Ela notou meu espanto. Sorriu.
- Veja só como sou boba, falando de coisas que você não pode ainda compreender, talvez nunca compreenda.
- Você é muito estranha... e... me passa uma sensação que é estranha também... e eu acho que nem consigo definir o que você me faz sentir.
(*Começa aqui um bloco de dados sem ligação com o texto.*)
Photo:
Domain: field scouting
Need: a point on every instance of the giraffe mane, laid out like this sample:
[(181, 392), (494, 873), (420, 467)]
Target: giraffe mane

- Definir não é tão importante, sabe... talvez seja sentir mesmo. Quando alguém sente, expõe um pedaço terno e obscuro da alma, estilhaços de verdade que só existem na palma da sua mão. Simples e caótico assim. É como se só o sentimento verdadeiro aparecesse em meio a esse fluxo, e pronto! Como se todo o resto não tivesse tanta importância, como se fossem sombras projetadas em cantos vazios. Ah! Já viu Cantando na Chuva? É lindo aquele filme, só não é melhor que Mary Poppins! E você falando de sentir, e tudo mais, eu me lembro desse filme na hora! Sabe o que achei mais brilhante? Aquela cena em que o Gene Kelly leva a Debbie Reynolds naquele galpão e meio que cria um pôr-do-sol pra ela com luzes e ventiladores e tudo o mais. “Aquilo é tão falso!”, é o que todo mundo pensa. Pô, sem noção criar um pôr-do-sol tão artificial pra dizer “eu te amo”, né! Mas aí você vê o Gene cantando You Were Meant For Me pra Debbie e é só amor porque o que eles sentem é real, a sintonia ultrapassa a mise en scène e toda aquela parafernália fica pequena diante do que eles tão sentindo, entende?
- Mais ou menos.
- Puxa, fui tão filosófica assim?
- Não. É só que... não vi esse filme.
- Hum. Entendo. Bom, não faz muita diferença. Só queria que você se sentisse bem.
- Você me deixa bem.
- É, muita gente diz isso, mas não me canso de ouvir.
Atirou um sorriso zombeteiro e ofereceu sua mão delicada, pálida e fria e senti nela um calor que não deveria estar ali. Ficamos assim, de mãos dadas e sorrisos estampados até o projetor declarar o encerramento, o fim da grande mágica.
- Chegou a hora – ela disse.
Pura doçura...
- Gostei de assistir Paris Blues com você. Foi a melhor sessão do dia, sabia?
Foi então que ela se pôs de pé e me guiou gentilmente em direção ao corredor vermelho. Olhei para trás, vi meu corpo estirado na velha poltrona de camurça, parecia pesar sobre ele a dor e o simples fardo da vida que agora inexistia ali. Saímos do cinema e notei que ainda chovia. Chorei e não me importei. Não pelo fato de as pessoas não conseguirem me ver, mas porque estava com ela, acabávamos de sair do cinema e o céu nunca havia me parecido tão alaranjado.